El hecho de sentirse alarmado por algo da a entender que el problema es ajeno o reside en otro. ¿Será acaso que la titular del CGE culpabiliza así subliminalmente a los padres y a los maestros de la falta de estudio de los alumnos?

A esto no podemos saberlo, aunque el discurso suele ser un dispositivo de enmascaramiento. El famoso político y diplomático francés, Maurice de Taleyrand (1754-1838), decía que "la palabra le fue dada al hombre para disimular sus pensamientos".

Los antiguos sabían distinguir el oficio político de la actividad especulativa y discursiva. Tomas de Aquino, por ejemplo, recomendaba: que nos enseñe el sabio, pero que nos gobierne el prudente.

Y la prudencia es una virtud práctica, no teórica. Opera sobre las realidades versátiles y movedizas que son las acciones particulares. No se detiene en los entes de razón, ámbito propio del intelectual.

El hecho político es una obra de la voluntad. Por tanto quienes lo producen son hombres de acción, que tienen la rara condición de intuir el futuro e imaginar lo hacedero.

Si embargo, entre nosotros figuran muchos políticos, al menos así se presentan, que están travestidos de periodistas o politólogos. Usurpan el papel de "analistas" de la realidad, cuando en realidad se espera de ellos otra cosa: que operen sobre ella.

Y se diría que operar sobre la realidad implica hacer más que hablar. Está bien que el distrito de la palabra sea el propio del intelectual, que se maneja en el mundo de las ideas.

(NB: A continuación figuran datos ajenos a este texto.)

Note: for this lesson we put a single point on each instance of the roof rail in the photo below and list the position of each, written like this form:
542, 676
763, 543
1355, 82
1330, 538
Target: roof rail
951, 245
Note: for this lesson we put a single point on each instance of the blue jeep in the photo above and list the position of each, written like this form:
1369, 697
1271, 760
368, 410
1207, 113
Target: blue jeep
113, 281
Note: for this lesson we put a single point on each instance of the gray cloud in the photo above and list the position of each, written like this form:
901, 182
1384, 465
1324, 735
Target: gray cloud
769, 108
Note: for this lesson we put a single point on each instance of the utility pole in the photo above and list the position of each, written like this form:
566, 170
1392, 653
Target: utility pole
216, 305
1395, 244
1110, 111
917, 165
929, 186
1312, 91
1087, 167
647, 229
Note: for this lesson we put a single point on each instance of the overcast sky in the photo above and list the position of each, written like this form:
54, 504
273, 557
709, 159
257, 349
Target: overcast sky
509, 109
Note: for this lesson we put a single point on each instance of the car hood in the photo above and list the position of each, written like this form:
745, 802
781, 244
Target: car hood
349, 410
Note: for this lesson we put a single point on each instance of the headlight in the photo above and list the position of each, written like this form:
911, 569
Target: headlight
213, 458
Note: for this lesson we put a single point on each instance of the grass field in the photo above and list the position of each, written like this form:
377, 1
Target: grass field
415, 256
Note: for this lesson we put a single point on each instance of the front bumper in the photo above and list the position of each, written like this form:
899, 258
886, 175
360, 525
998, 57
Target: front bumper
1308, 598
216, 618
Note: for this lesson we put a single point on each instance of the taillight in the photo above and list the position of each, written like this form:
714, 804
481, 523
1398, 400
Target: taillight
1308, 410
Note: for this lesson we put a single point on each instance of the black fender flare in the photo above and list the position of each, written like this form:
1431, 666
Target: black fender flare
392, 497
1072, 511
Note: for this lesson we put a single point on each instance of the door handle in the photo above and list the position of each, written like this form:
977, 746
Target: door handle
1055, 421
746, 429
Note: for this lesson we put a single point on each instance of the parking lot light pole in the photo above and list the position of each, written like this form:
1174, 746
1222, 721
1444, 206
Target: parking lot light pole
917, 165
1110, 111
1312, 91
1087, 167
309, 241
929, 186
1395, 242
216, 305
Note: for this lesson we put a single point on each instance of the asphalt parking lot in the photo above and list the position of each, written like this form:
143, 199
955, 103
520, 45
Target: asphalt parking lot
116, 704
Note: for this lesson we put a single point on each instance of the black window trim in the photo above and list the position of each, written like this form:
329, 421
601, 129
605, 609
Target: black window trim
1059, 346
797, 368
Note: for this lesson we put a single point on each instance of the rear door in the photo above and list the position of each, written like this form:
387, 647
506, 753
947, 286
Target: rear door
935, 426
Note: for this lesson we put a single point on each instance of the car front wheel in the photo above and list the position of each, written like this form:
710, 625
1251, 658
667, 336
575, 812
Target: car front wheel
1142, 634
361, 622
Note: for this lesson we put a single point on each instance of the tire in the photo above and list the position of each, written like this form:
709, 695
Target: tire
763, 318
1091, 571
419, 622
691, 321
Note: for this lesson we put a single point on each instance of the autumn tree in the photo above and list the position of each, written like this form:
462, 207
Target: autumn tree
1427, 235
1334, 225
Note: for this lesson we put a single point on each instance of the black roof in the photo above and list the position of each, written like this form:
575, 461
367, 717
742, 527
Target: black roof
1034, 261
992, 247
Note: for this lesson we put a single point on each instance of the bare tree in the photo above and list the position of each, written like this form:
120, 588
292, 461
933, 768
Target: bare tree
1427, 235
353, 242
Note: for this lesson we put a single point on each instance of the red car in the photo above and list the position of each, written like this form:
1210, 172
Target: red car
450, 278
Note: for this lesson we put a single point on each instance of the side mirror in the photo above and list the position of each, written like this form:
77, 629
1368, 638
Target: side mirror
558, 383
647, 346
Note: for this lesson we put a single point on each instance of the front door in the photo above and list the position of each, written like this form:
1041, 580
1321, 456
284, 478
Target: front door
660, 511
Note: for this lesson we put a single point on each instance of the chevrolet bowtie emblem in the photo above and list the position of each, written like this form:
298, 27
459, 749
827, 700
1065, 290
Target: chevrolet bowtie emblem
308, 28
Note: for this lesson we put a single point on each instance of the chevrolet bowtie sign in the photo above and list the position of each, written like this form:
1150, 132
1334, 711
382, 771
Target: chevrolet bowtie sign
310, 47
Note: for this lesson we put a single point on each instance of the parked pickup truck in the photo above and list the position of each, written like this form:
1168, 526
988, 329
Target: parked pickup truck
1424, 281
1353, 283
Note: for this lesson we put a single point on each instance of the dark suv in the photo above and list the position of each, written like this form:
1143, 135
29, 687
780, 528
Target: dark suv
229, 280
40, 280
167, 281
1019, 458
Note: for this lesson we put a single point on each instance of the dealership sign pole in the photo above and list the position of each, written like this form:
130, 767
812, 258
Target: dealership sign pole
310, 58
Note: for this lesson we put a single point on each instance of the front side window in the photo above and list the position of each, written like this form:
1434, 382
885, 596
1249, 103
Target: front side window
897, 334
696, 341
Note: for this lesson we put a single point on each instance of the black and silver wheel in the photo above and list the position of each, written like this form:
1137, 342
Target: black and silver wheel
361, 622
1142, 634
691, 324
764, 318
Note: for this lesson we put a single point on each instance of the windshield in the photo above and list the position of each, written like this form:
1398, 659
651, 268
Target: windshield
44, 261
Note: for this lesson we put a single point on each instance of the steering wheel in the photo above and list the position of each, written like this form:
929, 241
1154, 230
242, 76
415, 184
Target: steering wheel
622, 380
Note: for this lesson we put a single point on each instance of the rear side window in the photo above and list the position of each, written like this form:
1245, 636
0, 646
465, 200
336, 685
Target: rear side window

Pero como decía el General, al hablar de la dimensión específica de la política, "mejor que decir es hacer y mejor que prometer es realizar". O también: "la única verdad es la realidad".

A todo esto, el gobernador Sergio Urribarri, acaba de anunciar que en Entre Ríos el 2010 "será el año de la educación", aunque no adelantó ninguna medida en este sentido.

Incumplimiento crónico del famoso calendario de 180 días de clase, conflicto docente in crescendo, 40% de la matrícula que asiste a los comedores escolares, caída del rendimiento de los estudiantes entrerrianos respecto del resto del país, deserción escolar, oferta educativa de baja calidad, des-inversión edilicia.

Ésos son algunos de los problemas que la política deberá resolver en Entre Ríos en materia educativa. Se trata, como se ve, de una ardua empresa que requerirá mucho más que frases grandilocuentes.

No se debería poner en duda a priori los dichos del gobernador. Y resultaría aventurado inferir otra intención que la explicitada. Pero siempre es bueno recordar que la "la cultura política argentina tiene una extraña fe en las palabras; se cree que con ellas resuelve los problemas" (Nicolás Shumway, director de estudios latinoamericanos de la Universidad de Texas).